Final Report Summary - LEAP (LEarning from our collective visual memory to Analyze its trends and Predict future events)

People constantly draw on past visual experiences to anticipate future events and better understand, navigate, and interact with their environment, for example, when seeing an angry dog or a quickly approaching car. Currently there is no artificial system with a similar level of visual analysis and prediction capabilities. LEAP is a first step in that direction, leveraging the emerging collective visual memory formed by the unprecedented amount of visual data available in public archives, on the Internet and from surveillance or personal cameras – a complex evolving net of dynamic scenes, distributed across many different data sources, and equipped with plentiful but noisy and incomplete metadata. The goal of this project is to analyze dynamic patterns in this shared visual experience in order (i) to find and quantify their trends; and (ii) learn to predict future events in dynamic scenes.

In this context, the main achievements of the LEAP project can be summarized as follows.

We have introduced novel visual representations that generalize across vastly different imaging conditions often present in the distributed data. Examples include day/night illumination, major changes in viewpoint such as from hand-held and car-mounted cameras, or variation over time such as seasonal changes or buildings built or destroyed. These models have been used to improve the performance of visual localization - an important application for autonomous driving - as well as opened-up new applications such as geo-registering historical and non-photographic imagery. We have also developed a computational model of analogy reasoning to recognize unseen relations between objects - a step towards generalization to yet unseen situations.

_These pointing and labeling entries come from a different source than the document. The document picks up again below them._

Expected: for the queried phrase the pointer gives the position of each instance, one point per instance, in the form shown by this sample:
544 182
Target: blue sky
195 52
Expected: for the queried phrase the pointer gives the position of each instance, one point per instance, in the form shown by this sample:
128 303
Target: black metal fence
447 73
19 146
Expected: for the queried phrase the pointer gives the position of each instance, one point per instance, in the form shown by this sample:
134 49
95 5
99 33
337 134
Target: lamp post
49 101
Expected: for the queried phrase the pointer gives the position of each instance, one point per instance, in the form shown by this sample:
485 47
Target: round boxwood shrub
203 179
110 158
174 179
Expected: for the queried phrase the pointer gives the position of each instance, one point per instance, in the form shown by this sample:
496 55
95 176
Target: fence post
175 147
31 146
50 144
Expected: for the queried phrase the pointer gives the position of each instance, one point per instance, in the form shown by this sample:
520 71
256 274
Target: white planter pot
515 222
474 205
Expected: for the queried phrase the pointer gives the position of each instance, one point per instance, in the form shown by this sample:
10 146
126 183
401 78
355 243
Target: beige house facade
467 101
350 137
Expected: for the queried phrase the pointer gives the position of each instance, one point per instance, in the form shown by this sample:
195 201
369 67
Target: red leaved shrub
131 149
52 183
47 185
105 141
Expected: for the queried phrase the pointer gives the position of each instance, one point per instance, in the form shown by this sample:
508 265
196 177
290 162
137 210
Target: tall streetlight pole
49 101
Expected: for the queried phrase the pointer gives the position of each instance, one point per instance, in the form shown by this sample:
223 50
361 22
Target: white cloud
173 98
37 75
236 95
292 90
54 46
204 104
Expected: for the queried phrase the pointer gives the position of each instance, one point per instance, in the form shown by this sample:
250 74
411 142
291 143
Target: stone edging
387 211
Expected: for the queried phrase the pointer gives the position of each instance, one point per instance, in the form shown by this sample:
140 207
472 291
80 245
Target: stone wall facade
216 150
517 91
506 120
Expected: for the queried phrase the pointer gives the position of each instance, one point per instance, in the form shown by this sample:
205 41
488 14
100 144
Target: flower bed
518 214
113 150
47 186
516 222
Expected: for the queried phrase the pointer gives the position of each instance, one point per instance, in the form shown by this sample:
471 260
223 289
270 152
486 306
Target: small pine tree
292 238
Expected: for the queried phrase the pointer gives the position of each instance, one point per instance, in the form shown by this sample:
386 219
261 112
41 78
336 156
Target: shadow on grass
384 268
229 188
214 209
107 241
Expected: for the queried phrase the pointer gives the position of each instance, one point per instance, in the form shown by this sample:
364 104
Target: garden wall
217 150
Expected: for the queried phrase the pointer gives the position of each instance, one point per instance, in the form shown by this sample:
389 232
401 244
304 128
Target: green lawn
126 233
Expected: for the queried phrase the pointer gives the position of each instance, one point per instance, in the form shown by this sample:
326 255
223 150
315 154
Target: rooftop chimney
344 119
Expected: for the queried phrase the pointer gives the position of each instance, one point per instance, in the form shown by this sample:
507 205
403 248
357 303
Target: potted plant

Next, we have developed several novel methods to learn the visual vocabulary of patterns from data using readily-available but weak (incomplete and noisy) meta-data. This has lead to results exceeding state-of-the-art in object, place and human activity recognition in some cases outperforming fully supervised methods. This is an important step towards machines that learn automatically from readily available but noisy meta-data without the need for explicit manual supervision, which is often expensive and hard to obtain.

Towards the goal of finding and quantifying trends, we have developed several new computational models to discover and analyze spatial and temporal trends in image collections. Potential applications of these models include, for example, assessing disease progression in radiology or discovering new insights about long-term evolution of visual style in art, history, architecture or design.

Finally, towards the goal of predictive modelling, we have introduced several novel temporal models of dynamic scenes. The developed models are able to temporally localize steps of complex human activities, estimate 3D motion and contact forces of people interacting with objects, model relations between similar human activities, or predict future actions in video seconds before they occur. We have shown benefits of the developed models on existing benchmarks as well as newly collected large-scale datasets. Potential applications include autonomous robotics, self-driving cars or automatic assistance.